At the beginning of the 2020-21 school year, the Department of Theatre brought on set designer and ACU alumni David Utley to its staff to help teach, design and mentor in the department.
Utley got his start in design during his time as an undergraduate at ACU in the theatre department. After starting as an actor at ACU, he quickly found a passion for design, after being asked to design puppets for a show.
Upon graduating from ACU in 1999, he attended graduate school at The University of Texas, where he studied scene design. After graduating there, Utley went on to work on the 2005 film “Man of the House” as an art department production assistant with ACU alumni and mentor Nelson Coates.
From there, Utley moved to Los Angeles and began to add to his resume. Throughout the years, Utley has worked on movies such as “The Proposal” and “The Nice Guys.” Along with TV shows such as “It’s Always Sunny in Philadelphia” and “Glee.”
As his career continued, Utley found himself doing more work at his computer and less with his hands.
“I realized I had been working at my computer so much it just didn’t feel real to me,” said Utley.
After teaching high school theatre for a year, he was excited when he was approached by the theatre department to come on staff.

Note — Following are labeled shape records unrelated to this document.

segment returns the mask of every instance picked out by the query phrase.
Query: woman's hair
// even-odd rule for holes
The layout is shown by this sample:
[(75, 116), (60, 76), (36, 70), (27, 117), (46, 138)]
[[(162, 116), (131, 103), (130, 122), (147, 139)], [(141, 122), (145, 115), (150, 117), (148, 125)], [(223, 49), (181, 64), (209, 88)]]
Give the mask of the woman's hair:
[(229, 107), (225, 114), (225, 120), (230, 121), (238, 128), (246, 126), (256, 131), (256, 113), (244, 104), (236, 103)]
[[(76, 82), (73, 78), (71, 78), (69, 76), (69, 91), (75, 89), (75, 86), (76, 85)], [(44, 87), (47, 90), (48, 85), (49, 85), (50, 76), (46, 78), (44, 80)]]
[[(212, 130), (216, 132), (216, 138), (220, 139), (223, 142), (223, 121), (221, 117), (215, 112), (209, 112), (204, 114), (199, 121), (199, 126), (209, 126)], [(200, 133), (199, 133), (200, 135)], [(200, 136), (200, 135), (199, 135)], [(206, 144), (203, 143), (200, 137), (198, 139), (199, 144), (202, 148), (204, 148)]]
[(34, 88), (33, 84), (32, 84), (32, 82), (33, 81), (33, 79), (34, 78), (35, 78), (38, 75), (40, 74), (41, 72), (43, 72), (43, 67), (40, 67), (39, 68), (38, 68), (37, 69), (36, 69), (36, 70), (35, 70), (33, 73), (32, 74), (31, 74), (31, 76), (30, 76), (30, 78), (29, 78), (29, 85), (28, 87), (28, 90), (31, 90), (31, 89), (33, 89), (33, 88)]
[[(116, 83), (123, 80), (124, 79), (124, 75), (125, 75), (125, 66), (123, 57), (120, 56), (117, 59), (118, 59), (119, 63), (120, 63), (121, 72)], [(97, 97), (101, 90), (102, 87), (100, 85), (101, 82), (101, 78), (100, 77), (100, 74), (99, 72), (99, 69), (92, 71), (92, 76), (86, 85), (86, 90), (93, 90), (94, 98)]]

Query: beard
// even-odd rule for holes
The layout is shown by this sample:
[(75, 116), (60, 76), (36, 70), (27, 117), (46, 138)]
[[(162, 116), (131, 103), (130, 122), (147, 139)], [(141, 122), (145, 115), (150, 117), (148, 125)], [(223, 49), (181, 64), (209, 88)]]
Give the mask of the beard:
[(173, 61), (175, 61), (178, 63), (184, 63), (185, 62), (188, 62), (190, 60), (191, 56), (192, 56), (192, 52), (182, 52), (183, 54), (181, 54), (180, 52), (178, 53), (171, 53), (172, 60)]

“I love ACU, and the fact that I’ve stayed connected to the professors even after I graduated; it feels like a family,” said Utley.
In his short time at ACU, Utley has been the designer for department productions “American Son,” “Beau Jest,” and the upcoming show “Songs for a New World.” On each of these shows, Utley has also been mentoring students working in set design for the shows.
Hannah Raymond, a senior theater major from Mansfield, said Utley has been helping her with her work on “Beau Jest,” where she is the props designer.
“He’s been very good at walking me through the stages to help set me to be able to do it myself,” said Raymond.
Utley has always enjoyed teaching future members of the industry.
“I really liked the idea of doing what Nelson Coates did for me, you know passing knowledge on,” said Utley. “There’s not many handbooks on how to do this stuff.”